Barr reminded the jurors that Sharon's lawyers must prove "actual malice," that is, that TIME published the paragraph knowing it to be false, or with reckless disregard for whether it was false. He insisted that staff members had worked on the story in good faith. Halevy had several sources for his account of Sharon's talks with the Phalangists, the lawyer argued. After reading the Kahan report, "he believed those sources were correct." As for the other TIME journalists who relied on Halevy's reporting, Barr said, they had read the Kahan report and trusted Halevy completely.

"The plaintiff's case is too much," Barr concluded. "It reaches out beyond sense and reason." Sharon brought this lawsuit, Barr charged, because "he had to fight somebody. He couldn't sue the commission. It already had gone out of business. He picked out this one paragraph and said, 'This is the way to attack the Kahan commission . . . and that's the way I'm going to wash my hands clean of this terrible, terrible mess.' "

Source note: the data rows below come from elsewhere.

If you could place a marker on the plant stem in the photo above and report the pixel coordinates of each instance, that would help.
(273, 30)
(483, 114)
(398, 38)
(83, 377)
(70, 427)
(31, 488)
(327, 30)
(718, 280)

During his six-hour summation, Gould charged that TIME was engaged in a "feverish pursuit of scoops" in order to "sell magazines." He called TIME journalists "smooth-faced Boy Scouts" and said that witnesses from the magazine indulged in "self-adulation" when they praised David Halevy's reporting career. As for Halevy himself, an Israeli citizen, Gould derided his war record and called him a "Humphrey Bogart playing Ernie Pyle." He contended that Halevy fabricated the story and that his colleagues at TIME printed it against their better judgment.

Gould depicted Sharon as a "great and good man . . . an asset too precious to be defiled by lies and half-truths." He told the jury: "Your verdict will do much to determine whether he'll go down in history as a great man, a great soldier, a savior of his country or as a kind of monster, another Herod." Sharon's approval of the decision to send the Phalangists into the camps, he said, was made while "bullets were flying and guys were dying." Said Gould: "He's not making the kind of decisions you make as an editor up there in Rockefeller Center, with all the fancy furniture."

Though Gould acknowledged that this decision by Sharon was "a mistake," he added, "He is still paying the price for it. He knows it has left scars on the reputation of a great soldier." Sharon could not have been guilty of encouraging the massacre, Gould argued, because he knew records were being kept of the meetings. Said the plaintiff's attorney: "He may be fat, but he ain't crazy."

Sofaer was expected to deliver his charge to the jurors early this week. If they decide not only that the paragraph defames Sharon but that TIME published the passage knowing it was false or with reckless disregard of the truth, then they will return to the courtroom to hear evidence on Sharon's reputation. The jury would then have to determine whether Sharon was harmed by publication of the paragraph and, if so, what damages should be awarded.